Face à l’évocation des attaques menées à l’encontre de François Hollande, Mr. Galut rappelle que François Hollande est Président de la République, et que cette fonction le place automatiquement en tête de la liste des personnes visées. Piochant de nouveau dans son expérience personnelle, il affirme n’avoir jamais été la cible de commentaires désobligeants sur son physique, tandis que son homologue féminin à Bourges, Irène Felix est une habituée de ces critiques.
Interrogé au sujet du traitement médiatique des femmes, et plus particulièrement concernant la campagne municipale parisienne de 2012, Yann Galut admet que la presse elle-même est très stigmatisante et a sa part de responsabilité dans ces attaques.
On se souvient en effet des expressions utilisées au sujet de Nathalie Kosciusko Morizet et Anne Hidalgo telles que « crêpage de chignon ». Il rapporte également des propos entendus à l’Assemblée Nationale au sujet du look de NKM qui faisait allusion à sa sexualité, la qualifiant de « dominatrice ».
Ces états de faits sont complétés par Fatima, présidente de Politiqu’Elles et engagée politiquement qui rappelle les remarques qu’on a pu entendre au sujet d’affiches de campagnes photoshopées ou de coupe de cheveux, sujets que l’on aborde pas lorsqu’il s’agit d’un homme.
Et les constatations s’enchaînent : concernant l’entrée en politique des femmes, ces dernières doivent toujours se démener et abattre une charge de travail plus conséquentes que les hommes pour être reconnues.
Pour preuve : Yann Galut témoigne de leur présence beaucoup plus assidue à l’hémicycle par exemple. Au regard des questions écrites qui sont posées, les femmes apparaissent également en majorité et si l’on prend l’ensemble du travail parlementaire fourni, en tenant compte de la proportion de femmes élues, elles sont là encore en majorité.
Cependant, lorsque l’on prend les questions au gouvernement, celles qui sont diffusées au grand public en image et qui atteignent donc beaucoup d’audience, les hommes reviennent en force.
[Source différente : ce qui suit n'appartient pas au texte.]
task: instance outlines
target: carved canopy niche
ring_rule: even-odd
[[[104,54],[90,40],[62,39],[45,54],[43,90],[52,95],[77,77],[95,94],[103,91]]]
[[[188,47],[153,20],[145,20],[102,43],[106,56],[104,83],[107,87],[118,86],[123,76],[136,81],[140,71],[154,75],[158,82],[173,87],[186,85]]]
De plus, les différentes commissions composant l’Assemblée Nationale sont genrées. Si l’on compare l’une des commissions les plus « prestigieuses » qu’est la commission des Finances à la Commission des Affaires Sociales par exemple, la proportion de femmes passe de près de 11% dans la première à pas loin de 44% dans la seconde ! Amère approbation dans la salle.
Et ce donc, malgré les quotas imposés par les lois. Désormais, ces quotas sont présents pour toutes les fonctions, on doit présenter des candidats aux élections à parité. Mais dans les faits, cela a mis longtemps à évoluer témoigne le député.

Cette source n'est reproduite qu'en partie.